On Thu, Jan 7, 2016 at 8:59 PM, Tejun Heo <tj@xxxxxxxxxx> wrote:
> Hello,
>
> On Thu, Jan 07, 2016 at 05:03:07AM +0530, Parav Pandit wrote:
>> Rdma resource can be allocated by parent process, used and freed by
>> child process.
>> Child process could belong to different rdma cgroup.
>> Parent process might have been terminated after creation of rdma
>> cgroup. (Followed by cgroup might have been deleted too).
>> Its discussed in https://lkml.org/lkml/2015/11/2/307
>>
>> In nutshell, there is process that clearly owns the rdma resource.
>> So to keep the design simple, rdma resource is owned by the creator
>> process and cgroup without modifying the task_struct.
>
> So, a resource created by a task in a cgroup staying in the cgroup
> when the task gets migrated is fine; however, a resource being
> allocated in a previous cgroup of the task isn't fine. Once
> allocated, the resource themselves should be associated with the
> cgroup so that they can be freed from the ones they're allocated from.
>
I probably didn't explain it well in previous email.
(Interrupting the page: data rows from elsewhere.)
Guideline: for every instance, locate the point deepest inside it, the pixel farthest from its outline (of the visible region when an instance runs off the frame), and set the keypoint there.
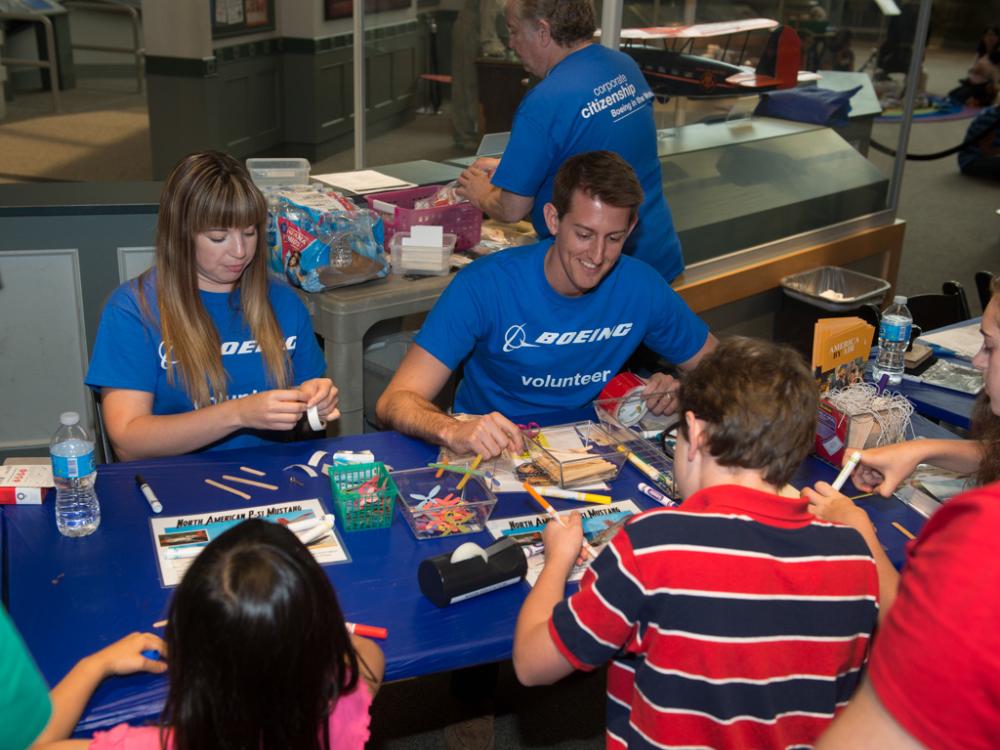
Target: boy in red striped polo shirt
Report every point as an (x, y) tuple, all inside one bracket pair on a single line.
[(737, 620)]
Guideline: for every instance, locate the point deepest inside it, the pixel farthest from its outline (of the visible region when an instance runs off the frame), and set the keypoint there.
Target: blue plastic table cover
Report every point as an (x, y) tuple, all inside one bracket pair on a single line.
[(70, 597)]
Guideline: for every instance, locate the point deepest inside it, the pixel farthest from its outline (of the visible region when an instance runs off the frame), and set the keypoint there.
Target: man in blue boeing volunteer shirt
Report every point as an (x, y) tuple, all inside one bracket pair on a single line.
[(545, 327), (590, 98)]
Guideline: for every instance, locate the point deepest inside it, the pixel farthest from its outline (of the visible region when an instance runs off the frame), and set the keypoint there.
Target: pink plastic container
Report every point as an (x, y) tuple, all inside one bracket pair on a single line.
[(463, 220)]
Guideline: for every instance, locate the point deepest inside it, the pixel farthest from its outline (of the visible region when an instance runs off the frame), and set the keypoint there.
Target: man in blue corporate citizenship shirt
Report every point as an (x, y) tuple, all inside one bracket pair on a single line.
[(544, 328), (590, 98)]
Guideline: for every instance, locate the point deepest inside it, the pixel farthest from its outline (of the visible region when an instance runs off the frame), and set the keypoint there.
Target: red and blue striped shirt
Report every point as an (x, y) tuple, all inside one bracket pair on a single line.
[(738, 620)]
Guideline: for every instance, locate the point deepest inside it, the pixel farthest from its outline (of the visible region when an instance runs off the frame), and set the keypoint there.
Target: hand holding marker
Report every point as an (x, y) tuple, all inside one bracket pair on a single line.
[(150, 496)]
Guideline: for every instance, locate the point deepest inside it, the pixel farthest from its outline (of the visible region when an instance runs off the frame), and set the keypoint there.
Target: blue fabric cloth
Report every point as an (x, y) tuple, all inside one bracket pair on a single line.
[(528, 349), (594, 99), (808, 104), (129, 352)]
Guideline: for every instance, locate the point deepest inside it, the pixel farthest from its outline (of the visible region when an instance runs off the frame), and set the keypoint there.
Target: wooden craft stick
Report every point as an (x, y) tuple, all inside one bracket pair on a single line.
[(221, 486), (241, 480), (475, 465)]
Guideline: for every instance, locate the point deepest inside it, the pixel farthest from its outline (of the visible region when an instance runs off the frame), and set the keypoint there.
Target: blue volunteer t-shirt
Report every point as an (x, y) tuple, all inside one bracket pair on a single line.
[(594, 99), (129, 352), (528, 349)]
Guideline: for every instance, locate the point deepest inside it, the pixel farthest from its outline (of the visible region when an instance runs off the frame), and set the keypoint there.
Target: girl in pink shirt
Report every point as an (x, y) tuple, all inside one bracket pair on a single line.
[(257, 655)]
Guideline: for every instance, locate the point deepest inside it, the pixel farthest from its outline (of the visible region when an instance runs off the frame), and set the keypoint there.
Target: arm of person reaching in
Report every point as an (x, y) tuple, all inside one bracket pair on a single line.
[(829, 505), (136, 432), (406, 406), (70, 696), (661, 389), (882, 470), (475, 185), (537, 660), (371, 662), (866, 725)]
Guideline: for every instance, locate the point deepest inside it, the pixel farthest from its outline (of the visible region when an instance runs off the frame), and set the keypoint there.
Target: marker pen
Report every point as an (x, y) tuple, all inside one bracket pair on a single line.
[(584, 497), (655, 494), (318, 531), (184, 553), (146, 490)]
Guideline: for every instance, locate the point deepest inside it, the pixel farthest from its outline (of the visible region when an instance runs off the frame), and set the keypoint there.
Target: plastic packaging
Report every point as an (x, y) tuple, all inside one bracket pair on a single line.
[(320, 240), (78, 512), (893, 338), (399, 213)]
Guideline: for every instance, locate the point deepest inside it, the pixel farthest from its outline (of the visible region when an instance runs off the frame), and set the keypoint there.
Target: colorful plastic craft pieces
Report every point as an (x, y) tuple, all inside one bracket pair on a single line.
[(441, 516)]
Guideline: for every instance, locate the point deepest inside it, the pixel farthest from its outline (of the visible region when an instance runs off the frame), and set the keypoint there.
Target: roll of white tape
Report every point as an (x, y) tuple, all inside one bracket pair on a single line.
[(315, 421), (468, 551)]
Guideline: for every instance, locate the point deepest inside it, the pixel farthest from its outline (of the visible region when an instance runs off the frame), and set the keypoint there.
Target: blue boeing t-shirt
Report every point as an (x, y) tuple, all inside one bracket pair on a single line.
[(594, 99), (528, 349), (129, 352)]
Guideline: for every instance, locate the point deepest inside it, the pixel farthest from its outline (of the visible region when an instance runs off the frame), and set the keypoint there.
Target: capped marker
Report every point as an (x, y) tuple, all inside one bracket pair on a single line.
[(655, 494), (845, 473), (368, 631), (148, 493), (184, 553)]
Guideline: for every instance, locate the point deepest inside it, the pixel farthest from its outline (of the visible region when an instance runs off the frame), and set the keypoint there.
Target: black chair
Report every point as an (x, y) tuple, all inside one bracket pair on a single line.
[(984, 279), (932, 311)]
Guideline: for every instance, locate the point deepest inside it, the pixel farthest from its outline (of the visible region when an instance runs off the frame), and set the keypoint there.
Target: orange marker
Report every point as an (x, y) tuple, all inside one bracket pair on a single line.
[(555, 516)]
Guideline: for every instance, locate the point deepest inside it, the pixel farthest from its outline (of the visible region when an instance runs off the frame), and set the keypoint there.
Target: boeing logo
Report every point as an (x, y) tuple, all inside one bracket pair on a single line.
[(229, 348), (516, 338)]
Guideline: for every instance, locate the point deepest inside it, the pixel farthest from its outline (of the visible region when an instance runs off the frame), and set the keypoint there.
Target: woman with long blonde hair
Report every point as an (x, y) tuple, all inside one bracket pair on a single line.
[(204, 350)]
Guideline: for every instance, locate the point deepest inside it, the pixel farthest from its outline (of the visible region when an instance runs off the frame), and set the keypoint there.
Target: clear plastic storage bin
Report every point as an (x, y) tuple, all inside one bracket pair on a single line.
[(428, 261)]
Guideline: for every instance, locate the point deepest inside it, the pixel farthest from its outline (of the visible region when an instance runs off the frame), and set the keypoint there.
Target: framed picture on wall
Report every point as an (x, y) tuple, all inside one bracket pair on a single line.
[(344, 8), (235, 17)]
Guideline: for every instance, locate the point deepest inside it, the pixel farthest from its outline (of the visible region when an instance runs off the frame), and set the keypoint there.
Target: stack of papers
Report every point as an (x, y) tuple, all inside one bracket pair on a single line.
[(423, 250), (362, 181)]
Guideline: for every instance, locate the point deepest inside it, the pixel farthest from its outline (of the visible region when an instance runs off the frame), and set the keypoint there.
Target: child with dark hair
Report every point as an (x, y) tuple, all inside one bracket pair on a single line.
[(258, 652), (882, 470), (736, 620)]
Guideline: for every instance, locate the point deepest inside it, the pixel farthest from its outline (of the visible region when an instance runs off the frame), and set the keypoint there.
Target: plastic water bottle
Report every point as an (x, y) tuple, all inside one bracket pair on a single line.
[(78, 512), (893, 338)]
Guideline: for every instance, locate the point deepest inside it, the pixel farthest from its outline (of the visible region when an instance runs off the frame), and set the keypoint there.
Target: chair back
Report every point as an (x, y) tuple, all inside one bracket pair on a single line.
[(984, 280)]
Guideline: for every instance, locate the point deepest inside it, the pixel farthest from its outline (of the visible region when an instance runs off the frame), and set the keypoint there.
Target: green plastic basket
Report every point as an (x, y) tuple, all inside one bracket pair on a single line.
[(357, 510)]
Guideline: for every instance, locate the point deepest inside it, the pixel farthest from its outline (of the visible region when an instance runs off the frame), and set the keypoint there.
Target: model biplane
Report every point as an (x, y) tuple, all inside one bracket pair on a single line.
[(665, 55)]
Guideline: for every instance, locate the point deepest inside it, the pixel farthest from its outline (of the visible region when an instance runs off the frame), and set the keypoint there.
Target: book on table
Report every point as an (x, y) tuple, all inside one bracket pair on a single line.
[(840, 351)]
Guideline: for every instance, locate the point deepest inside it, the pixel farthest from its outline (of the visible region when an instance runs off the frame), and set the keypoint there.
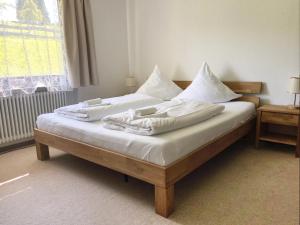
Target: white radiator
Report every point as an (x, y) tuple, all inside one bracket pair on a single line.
[(18, 113)]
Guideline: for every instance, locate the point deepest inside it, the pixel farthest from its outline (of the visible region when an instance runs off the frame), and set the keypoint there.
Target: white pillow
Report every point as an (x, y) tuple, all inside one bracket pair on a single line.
[(207, 87), (159, 86)]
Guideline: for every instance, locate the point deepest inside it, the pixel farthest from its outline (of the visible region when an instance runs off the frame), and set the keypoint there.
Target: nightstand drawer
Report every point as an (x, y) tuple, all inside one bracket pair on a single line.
[(279, 118)]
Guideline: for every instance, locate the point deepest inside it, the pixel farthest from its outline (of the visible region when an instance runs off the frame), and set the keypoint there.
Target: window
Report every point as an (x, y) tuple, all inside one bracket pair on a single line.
[(31, 47)]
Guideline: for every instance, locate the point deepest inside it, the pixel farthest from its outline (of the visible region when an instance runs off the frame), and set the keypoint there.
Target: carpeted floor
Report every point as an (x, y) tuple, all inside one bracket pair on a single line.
[(242, 186)]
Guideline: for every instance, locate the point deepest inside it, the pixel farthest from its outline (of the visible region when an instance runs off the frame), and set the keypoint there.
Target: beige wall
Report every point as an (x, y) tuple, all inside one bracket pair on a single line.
[(109, 18), (255, 40)]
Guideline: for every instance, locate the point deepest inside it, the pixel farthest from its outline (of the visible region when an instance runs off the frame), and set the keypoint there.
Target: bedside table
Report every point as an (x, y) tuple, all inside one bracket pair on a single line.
[(278, 124)]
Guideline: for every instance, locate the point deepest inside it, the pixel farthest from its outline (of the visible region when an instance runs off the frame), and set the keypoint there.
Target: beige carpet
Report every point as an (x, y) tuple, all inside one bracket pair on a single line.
[(241, 186)]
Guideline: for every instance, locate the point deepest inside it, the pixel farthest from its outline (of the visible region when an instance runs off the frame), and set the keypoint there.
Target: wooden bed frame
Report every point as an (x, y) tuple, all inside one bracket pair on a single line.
[(162, 177)]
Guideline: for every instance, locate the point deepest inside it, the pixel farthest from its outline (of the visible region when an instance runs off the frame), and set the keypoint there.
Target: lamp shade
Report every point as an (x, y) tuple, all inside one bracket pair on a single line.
[(131, 81), (294, 87)]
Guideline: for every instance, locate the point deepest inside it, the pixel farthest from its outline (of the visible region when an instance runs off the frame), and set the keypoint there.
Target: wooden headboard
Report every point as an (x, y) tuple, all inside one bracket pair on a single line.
[(244, 88)]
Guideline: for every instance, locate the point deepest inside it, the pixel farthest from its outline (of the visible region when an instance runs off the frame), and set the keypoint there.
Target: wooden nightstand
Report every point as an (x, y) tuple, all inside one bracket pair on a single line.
[(278, 124)]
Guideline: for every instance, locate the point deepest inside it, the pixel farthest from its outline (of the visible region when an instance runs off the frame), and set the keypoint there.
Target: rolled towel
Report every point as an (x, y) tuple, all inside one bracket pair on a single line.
[(92, 102), (145, 111), (134, 115)]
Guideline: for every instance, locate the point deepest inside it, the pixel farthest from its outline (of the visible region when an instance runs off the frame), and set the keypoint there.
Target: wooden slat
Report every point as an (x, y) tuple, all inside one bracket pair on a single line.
[(237, 86), (142, 170), (254, 99), (183, 167), (163, 178), (244, 87), (280, 109)]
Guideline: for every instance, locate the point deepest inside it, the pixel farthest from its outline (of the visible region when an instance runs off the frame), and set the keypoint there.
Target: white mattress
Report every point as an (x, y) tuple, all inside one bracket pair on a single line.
[(161, 149)]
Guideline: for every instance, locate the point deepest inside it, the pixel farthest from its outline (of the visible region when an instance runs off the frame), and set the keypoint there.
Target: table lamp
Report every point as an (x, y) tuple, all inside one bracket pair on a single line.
[(294, 88)]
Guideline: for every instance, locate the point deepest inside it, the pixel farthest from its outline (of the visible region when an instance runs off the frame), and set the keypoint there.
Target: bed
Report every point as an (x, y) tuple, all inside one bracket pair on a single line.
[(161, 160)]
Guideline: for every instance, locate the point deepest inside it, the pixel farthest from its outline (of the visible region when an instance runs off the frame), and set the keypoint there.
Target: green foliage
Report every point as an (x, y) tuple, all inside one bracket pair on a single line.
[(38, 53)]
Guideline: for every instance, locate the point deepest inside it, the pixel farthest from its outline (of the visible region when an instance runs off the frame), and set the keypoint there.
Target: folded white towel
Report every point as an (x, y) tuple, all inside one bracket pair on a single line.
[(107, 107), (135, 114), (145, 111), (91, 102), (170, 116)]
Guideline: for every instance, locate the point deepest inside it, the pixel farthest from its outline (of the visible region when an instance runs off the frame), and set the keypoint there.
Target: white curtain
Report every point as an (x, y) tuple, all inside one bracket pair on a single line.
[(31, 47)]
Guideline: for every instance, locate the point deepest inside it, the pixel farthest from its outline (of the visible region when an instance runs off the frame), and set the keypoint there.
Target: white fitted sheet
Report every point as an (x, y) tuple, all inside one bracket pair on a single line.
[(161, 149)]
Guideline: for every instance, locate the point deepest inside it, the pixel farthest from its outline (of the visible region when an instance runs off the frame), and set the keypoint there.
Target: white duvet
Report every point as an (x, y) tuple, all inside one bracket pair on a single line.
[(107, 107), (169, 116)]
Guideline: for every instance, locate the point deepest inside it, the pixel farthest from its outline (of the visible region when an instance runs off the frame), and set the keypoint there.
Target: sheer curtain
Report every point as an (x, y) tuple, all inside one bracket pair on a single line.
[(31, 47)]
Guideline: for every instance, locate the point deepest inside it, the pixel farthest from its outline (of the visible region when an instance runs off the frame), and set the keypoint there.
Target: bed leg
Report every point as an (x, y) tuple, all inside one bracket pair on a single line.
[(164, 200), (42, 151)]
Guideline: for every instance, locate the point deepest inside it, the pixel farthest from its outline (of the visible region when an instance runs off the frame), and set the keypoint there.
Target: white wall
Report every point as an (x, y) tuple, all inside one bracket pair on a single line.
[(240, 39), (109, 20)]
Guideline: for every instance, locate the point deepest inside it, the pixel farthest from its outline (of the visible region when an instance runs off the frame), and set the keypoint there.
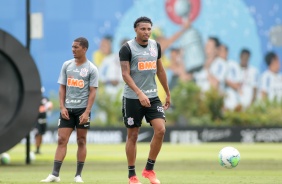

Let me try again
and see if it make sense.
Whenever resource is allocated, it belongs to a given rdma cgroup.
Whenever its freed, its freed from same rdma cgroup.
(even if the original allocating process is terminated or the original
cgroup is offline now).

Every time a new resource is allocated, its current rdma cgroup is
being considered for allocation.

IB stack keeps the resource ownership with the pid (tgid) structure
and holds reference count to it, so that even if original process is
terminated, its pid structure keeps hovering around until last
resource is freed.

Above functionality is achieved, by maintaining the map this tgid and
associated original cgroup at try_charge(), uncharge() time.

In alternate method,
Its simple to store the pointer of rdma_cgroup structure in the IB
resource structure and hold on reference count to rdma_cgroup.
so that when its freed, uncharge_resource can accept rdma_cgroup
structure pointer.
This method will eliminate current pid map infrastructure all together
and achieve same functionality as described above.

try_charge() would return pointer to rdma_cg or NULL based on
successful charge, or fail respectively.
uncharge() will have rdma_cg as input argument.
Are you ok with that approach?

> If I'm understanding it correctly, the code is bending basic rules
> around how resource and task cgroup membership is tracked, you really
> can't do that.
>
>> > I'm pretty sure you can get away with an fixed length array of
>> > counters. Please keep it simple. It's a simple hard limit enforcer.
>> > There's no need to create a massive dynamic infrastrucure.
>>
>> Every resource pool for verbs resource is fixed length array. Length
>> of the array is defined by the IB stack modules.
>> This array is per cgroup, per device.
>> Its per device, because we agreed that we want to address requirement
>> of controlling/configuring them on per device basis.
>> Devices appear and disappear. Therefore they are allocated dynamically.
>> Otherwise this array could be static in cgroup structure.
>
> Please see the previous response.
>
> Thanks.
>
> --
> tejun